Estrella se aposentou em 1993, mas foi convidado no primeiro ano do governo Lula, em 2003, para assumir o cargo de diretor da área de E&P, quando a estatal começava a abraçar grandes projetos e deixar de lado a política do governo anterior, que era voltada para um esforço de redução da participação da estatal no mercado de petróleo internacional, para deixar 60% do mercado para o capital estrangeiro.

"A situação do endividamento da companhia, na minha opinião, se deve (…) a grandes investimentos da Petrobras, depois do governo Lula, isso é importante dizer. Porque até 2002, com a queda do monopólio, a Petrobras foi reduzida na sua participação no setor petrolífero nacional", destacou Estrella.

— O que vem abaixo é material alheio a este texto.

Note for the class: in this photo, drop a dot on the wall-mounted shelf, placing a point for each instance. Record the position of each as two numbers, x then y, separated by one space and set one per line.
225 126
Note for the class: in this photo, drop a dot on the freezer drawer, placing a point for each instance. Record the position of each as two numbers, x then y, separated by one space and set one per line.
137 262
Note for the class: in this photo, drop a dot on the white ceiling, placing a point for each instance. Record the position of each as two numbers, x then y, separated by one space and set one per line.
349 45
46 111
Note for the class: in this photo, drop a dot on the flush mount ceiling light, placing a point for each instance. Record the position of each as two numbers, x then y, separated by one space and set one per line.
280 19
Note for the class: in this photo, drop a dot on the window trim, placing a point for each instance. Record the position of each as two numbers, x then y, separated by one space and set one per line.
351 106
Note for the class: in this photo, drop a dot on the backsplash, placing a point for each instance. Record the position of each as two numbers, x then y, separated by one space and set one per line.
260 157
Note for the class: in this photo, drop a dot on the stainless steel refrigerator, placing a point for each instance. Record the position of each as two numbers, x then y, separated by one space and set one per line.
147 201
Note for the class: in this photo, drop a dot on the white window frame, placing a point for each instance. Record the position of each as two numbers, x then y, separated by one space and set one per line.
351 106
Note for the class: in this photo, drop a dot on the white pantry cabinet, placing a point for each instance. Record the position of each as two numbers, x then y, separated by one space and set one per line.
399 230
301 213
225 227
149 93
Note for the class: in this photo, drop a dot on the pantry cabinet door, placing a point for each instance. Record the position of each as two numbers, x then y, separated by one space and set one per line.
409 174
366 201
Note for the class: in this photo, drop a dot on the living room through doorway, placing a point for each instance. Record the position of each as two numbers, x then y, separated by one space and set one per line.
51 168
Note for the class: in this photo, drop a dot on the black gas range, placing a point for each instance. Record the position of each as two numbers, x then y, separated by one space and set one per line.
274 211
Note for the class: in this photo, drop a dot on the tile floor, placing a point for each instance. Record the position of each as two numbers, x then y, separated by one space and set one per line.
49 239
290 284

"Assumimos a diretoria e ficou muito claro que a Petrobras teria que reassumir o seu papel de condutora do setor petrolífero nacional, hegemonicamente, como era antes", afirmou. "Mudamos de um país dependente, em 2002, para um país completamente autossuficiente, e não momentaneamente, autossuficiente para todo o século 21, em termos de combustível, com condições de ganhar autossuficiência em outras áreas."

Para Celestino, a Petrobras "sofreu um golpe profundo no governo FHC", "que tinha como objetivo torná-la irrelevante no mercado internacional".